Andrés escribía, y bien. Tenía imaginación, y mucha. Y leyó, bastante. Pero luego le pesó la vida, y la de los demás porque no la supo manejar y ahí estaba el arte. Hay quienes escriben como políticos, los hay que escriben como reporteros. Pero si Andrés hubiera vivido en el siglo XXI hubiera sido rapero. Quizás él escribió copiando a todos y cada uno de los escritores que leía. A Lovecraft, a Sartre. Pero a la hora de ser él, reaccionaba, más que crear.

Y a la hora de escoger la muerte, como lo hacen muchos cuando completan su primer y único libro, lo hacen sin saber cómo. Creyendo que así serán leyenda, o se creen leyenda en ese momento, o quién sabe, es su karma, como quien quema un libro después de leerlo. Porque no le satisfizo o porque no quiso someter a otro a una porquería.

Andrés no se gustaba. Lo gritaban sus ropas, y en queriendo ser distinto, porque solamente un borracho lo veía atractivo a la hora de los mameyes, se dejaba esa melena piojosa, sucia despeinada. ¿Quién se gusta así? Y sus “amigos” que el despreció y odió hasta en sus cartas, en sus relatos que no llegaban a cuentos porque él no creaba como hay que hacerlo, no construía castillos sino favelas, chozas, improvisaba…

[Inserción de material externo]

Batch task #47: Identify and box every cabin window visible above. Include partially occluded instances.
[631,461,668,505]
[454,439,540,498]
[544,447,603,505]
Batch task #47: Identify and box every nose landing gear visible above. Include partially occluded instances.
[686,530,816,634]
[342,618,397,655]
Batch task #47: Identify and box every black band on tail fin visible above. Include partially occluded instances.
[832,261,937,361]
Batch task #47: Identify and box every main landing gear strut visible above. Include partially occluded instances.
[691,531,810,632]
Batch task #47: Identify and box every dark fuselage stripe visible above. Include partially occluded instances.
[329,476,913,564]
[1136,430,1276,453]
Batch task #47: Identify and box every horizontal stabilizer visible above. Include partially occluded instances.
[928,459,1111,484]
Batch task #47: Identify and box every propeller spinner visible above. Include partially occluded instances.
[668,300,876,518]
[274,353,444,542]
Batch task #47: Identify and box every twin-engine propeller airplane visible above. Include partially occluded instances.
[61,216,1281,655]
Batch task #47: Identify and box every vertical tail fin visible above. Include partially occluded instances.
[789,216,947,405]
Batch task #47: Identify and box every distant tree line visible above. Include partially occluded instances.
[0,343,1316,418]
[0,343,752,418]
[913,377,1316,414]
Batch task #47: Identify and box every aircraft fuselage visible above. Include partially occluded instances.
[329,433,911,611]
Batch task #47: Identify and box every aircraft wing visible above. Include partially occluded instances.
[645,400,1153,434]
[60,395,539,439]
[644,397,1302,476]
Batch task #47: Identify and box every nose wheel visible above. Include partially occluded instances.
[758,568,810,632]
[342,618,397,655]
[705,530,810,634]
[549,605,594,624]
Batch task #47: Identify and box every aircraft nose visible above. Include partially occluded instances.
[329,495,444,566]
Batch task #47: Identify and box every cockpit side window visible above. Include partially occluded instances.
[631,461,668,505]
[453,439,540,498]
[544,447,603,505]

Sus “amigos” digo, todos tenían un interés cretino, como el escritor gay que se amistó con él porque no pasó de ahí y entonces se ensartó en una correspondencia absurda…quizás esperando que más adelante…porque Andrés era eso, un vacilador de gente y de vida. Un provocador. Y se provocó tanto, de esa manera… Hemingway por lo menos se pegó el tiro de gracia cuando terminó su obra.  

RIP, Andrés…continuará en la otra vida…si es que la hay o si es que donde él está también se escribe.